Personenbezogene Daten müssen für festgelegte, eindeutige und legitime Zwecke erhoben werden und dürfen nicht in einer mit diesen Zwecken nicht zu vereinbarenden Weise weiterverarbeitet werden (Art 5 Abs 1 lit b DSGVO).

Die Zwecke der Datenverarbeitung müssen jedenfalls schon vor der Datenerhebung – in dokumentierter Form[45] – festgelegt werden.[46] Auch sollten Unternehmen zu unspezifische Zweckbeschreibungen vermeiden. Als zu unspezifisch gelten wohl Formulierungen wie „Die Daten werden zu Marketing-Zwecken“ oder „zur Verbesserung der Benutzerfreundlichkeit erhoben“.[47]
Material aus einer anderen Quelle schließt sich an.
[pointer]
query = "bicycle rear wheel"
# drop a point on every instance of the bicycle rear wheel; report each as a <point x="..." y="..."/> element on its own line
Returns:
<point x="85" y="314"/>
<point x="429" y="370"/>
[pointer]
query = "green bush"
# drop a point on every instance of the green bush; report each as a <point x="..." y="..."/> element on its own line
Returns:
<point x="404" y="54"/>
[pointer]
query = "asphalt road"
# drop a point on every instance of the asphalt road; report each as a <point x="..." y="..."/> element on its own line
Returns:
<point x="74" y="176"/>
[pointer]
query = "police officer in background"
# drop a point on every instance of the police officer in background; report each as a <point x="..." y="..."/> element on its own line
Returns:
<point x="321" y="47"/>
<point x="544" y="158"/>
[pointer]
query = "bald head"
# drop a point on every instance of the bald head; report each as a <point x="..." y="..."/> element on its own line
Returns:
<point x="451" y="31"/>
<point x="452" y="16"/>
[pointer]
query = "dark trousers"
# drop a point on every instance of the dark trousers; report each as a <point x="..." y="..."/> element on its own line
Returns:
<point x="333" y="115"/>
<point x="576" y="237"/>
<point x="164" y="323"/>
Ändert sich der Zweck der Datenverarbeitung, werden durch den Zweckbindungsgrundsatz nur solche Weiterverarbeitungen ausgeschlossen, deren Zwecke nicht mit dem Erhebungszweck vereinbar sind. Somit sind Verarbeitungen zu anderen als den ursprünglichen, zum Zeitpunkt der Erhebung vorgesehenen Zwecken durchaus möglich.[48]

1.4.3 Datenminimierung

Personenbezogene Daten müssen dem Zweck angemessen und erheblich sowie auf das für die Zwecke notwendige Maß beschränkt werden (Art 5 Abs 1 lit c DSGVO).
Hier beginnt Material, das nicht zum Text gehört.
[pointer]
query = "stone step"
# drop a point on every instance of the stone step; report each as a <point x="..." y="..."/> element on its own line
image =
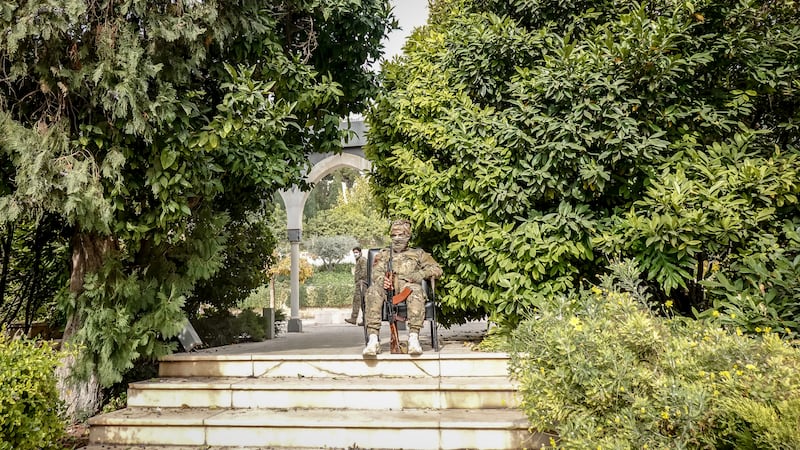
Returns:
<point x="329" y="392"/>
<point x="384" y="365"/>
<point x="314" y="428"/>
Als dem Zweck angemessen gelten personenbezogene Daten nur, wenn diese „bezogen auf den Zweck hinsichtlich Funktion, Inhalt und Umfang sachgerecht sind“.[49] So wird die Verarbeitung besonderer Kategorien personenbezogener Daten (Art 9 DSGVO) für banale Zwecke wohl idR nicht angemessen sein.[50] Die personenbezogenen Daten sind für den Zweck erheblich, wenn diese geeignet sind, die Zweckerreichung zu fördern.[51] Auf das für die Zwecke notwendige Maß beschränkt ist die Verarbeitung personenbezogener Daten, wenn es nicht möglich ist, den Zweck ohne ihre Verarbeitung zu erreichen.[52]

Um im Sinne des Grundsatzes der Datenminimierung zu agieren, sollten Unternehmen auch hinterfragen, ob der Verarbeitungszweck unter Umständen nicht auch dann erreicht werden kann, wenn die personenbezogenen Daten anonymisiert sind. Wird dies bejaht, kann die Verarbeitung nicht-anonymisierter Daten als ein Verstoß gegen diesen Grundsatz zu qualifizieren sein.[53]

1.4.4 Richtigkeit

Personenbezogene Daten müssen sachlich richtig und erforderlichenfalls[54] auf dem neuesten Stand sein. Es sind außerdem alle Maßnahmen zu treffen, damit personenbezogene Daten, die im Hinblick auf die Zwecke ihrer Verarbeitung unrichtig sind, unverzüglich gelöscht oder berichtigt werden (Art 5 Abs 1 lit d DSGVO). Durch diesen Grundsatz ergeben sich für Verantwortliche folgende Pflichten:

+Bei erstmaliger Erhebung muss mit der üblichen Sorgfalt geprüft werden, ob die Daten richtig sind.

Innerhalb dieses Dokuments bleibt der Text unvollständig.